SENEGAL-AGRICULTURE-PERSPECTIVES
Kolda 4 sept (APS) – L’unité d’information et de valorisation des résultats de recherche (UNIVAL) de l’Institut sénégalais de recherches agricoles a visité vendredi des domaines agricoles de l’ISRA à Kolda (sud), afin de documenter et vulgariser les réalisations du PCAE, le Projet d’appui à la compétitivité agricole et à l’élevage (PCAE).
La mission a visité des champs d’arachide et de fonio du domaine de l’ISRA à Kolda, en vue de renforcer la communication autour des activités culturales et de présenter les différentes variétés introduites au cours de la campagne hivernale en cours.
‘’Cette démarche vise à assurer une meilleure valorisation des activités réalisées sur le terrain, à présenter les variétés mises en culture et à mettre en évidence les innovations et pratiques mises en œuvre, ainsi que les principaux résultats attendus au titre de la campagne hivernale en cours’’, a expliqué Baye Maguette Diop, coordonnateur du PCAE à Kolda.
Il a rappelé l’ambition du Projet d’appui à la compétitivité agricole et à l’élevage de contribuer à l’amélioration de la productivité, de la compétitivité et de la durabilité des filières agricoles et d’élevage au Sénégal.

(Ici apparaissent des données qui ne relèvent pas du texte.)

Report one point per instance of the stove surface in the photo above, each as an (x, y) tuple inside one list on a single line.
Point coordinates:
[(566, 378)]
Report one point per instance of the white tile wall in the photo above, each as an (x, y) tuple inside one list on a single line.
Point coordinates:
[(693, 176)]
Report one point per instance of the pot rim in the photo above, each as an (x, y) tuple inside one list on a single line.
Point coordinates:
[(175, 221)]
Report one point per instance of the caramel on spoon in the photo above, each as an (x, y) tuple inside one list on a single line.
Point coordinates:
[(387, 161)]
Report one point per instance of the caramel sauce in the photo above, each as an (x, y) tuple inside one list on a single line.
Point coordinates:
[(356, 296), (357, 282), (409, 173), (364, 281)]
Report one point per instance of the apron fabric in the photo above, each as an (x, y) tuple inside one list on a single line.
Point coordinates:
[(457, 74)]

‘’A travers ses interventions, le projet soutient notamment le renforcement du système national de recherche agricole, la production de connaissances scientifiques et la valorisation des innovations développées par les institutions de recherche’’, a indiqué M. Diop.
L’ISRA, considéré comme une pièce maîtresse de la stratégie de souveraineté alimentaire définie dans le cadre du référentiel ‘’Sénégal 2050’’, entend jouer pleinement son rôle dans l’atteinte des objectifs arrêtés, selon M. Diop.

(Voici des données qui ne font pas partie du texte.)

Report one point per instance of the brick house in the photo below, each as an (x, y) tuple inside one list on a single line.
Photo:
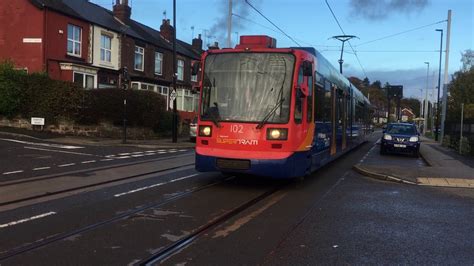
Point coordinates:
[(81, 42)]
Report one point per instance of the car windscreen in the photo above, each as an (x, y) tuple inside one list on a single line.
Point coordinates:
[(401, 129)]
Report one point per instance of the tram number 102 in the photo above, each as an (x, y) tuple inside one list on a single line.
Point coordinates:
[(237, 129)]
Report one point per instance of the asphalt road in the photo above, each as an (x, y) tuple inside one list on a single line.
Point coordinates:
[(334, 216), (27, 158)]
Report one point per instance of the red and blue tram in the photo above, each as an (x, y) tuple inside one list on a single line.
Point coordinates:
[(275, 112)]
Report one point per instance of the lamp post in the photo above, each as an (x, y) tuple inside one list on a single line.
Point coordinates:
[(343, 39), (425, 116), (439, 83), (174, 93)]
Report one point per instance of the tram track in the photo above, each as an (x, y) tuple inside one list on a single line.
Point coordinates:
[(54, 238), (182, 243), (77, 188)]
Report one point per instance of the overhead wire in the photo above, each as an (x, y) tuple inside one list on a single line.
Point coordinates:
[(269, 28), (402, 32), (342, 30)]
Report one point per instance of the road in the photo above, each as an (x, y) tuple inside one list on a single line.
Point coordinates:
[(179, 216)]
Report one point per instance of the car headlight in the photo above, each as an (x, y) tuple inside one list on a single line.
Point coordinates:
[(205, 131), (277, 133)]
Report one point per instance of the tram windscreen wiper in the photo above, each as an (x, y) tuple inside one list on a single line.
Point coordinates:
[(265, 119)]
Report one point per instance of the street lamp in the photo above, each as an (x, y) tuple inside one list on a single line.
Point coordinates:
[(439, 81), (425, 116), (343, 39)]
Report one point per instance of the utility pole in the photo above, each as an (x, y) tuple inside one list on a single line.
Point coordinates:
[(439, 84), (425, 116), (343, 39), (174, 93), (229, 26), (446, 78)]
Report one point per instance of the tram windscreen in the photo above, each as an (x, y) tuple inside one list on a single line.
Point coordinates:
[(247, 87)]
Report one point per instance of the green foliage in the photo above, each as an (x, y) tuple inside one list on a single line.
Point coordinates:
[(11, 82), (461, 91)]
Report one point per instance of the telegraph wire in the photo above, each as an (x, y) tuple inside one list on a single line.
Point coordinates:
[(402, 32), (258, 11), (340, 27), (269, 28)]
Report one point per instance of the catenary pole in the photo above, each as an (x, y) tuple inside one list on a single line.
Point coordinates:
[(446, 78), (425, 116), (439, 84), (175, 110)]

L’institut joue ainsi un rôle central dans la génération de connaissances, le développement d’innovations et l’appui à la formulation des politiques publiques, a-t-il ajouté.
‘’La visibilité des résultats obtenus et des actions menées dans le cadre du PCAE constitue un levier essentiel pour promouvoir les acquis du projet, renforcer leur appropriation par les acteurs concernés et accroître leur impact’’, a-t-il poursuivi.

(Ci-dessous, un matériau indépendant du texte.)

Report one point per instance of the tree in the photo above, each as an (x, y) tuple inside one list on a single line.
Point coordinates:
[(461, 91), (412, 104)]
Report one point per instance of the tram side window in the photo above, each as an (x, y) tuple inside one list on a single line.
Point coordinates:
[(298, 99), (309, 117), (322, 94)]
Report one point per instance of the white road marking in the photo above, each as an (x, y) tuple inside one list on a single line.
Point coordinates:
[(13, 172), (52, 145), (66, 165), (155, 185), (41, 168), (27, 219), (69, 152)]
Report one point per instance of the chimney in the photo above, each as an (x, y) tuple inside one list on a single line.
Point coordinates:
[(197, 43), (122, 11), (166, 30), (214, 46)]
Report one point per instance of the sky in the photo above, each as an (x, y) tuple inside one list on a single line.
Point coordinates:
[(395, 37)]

Dans cette perspective, l’Unité d’information et de valorisation des résultats de recherche (UNIVAL) de l’ISRA entend intensifier les actions de communication institutionnelle et de capitalisation, en rapport avec les centres concernés, afin d’améliorer la diffusion de l’information auprès des différentes parties prenantes, tant en interne qu’en externe.
Selon M. Diop, par ailleurs chercheur à l’ISRA, le Projet d’appui à la compétitivité agricole et à l’élevage a pour objectif d’améliorer la production de semences, par le biais centre de recherche zootechnique (CRZ) de Kolda notamment.
Il a fait observer que cette démarche s’inscrit dans le cadre de la nouvelle orientation politique de l’État sénégalais visant à confier la production de semences pré-base à l’ISRA, avant de passer le relais aux producteurs et multiplicateurs semenciers pour les étapes ultérieures.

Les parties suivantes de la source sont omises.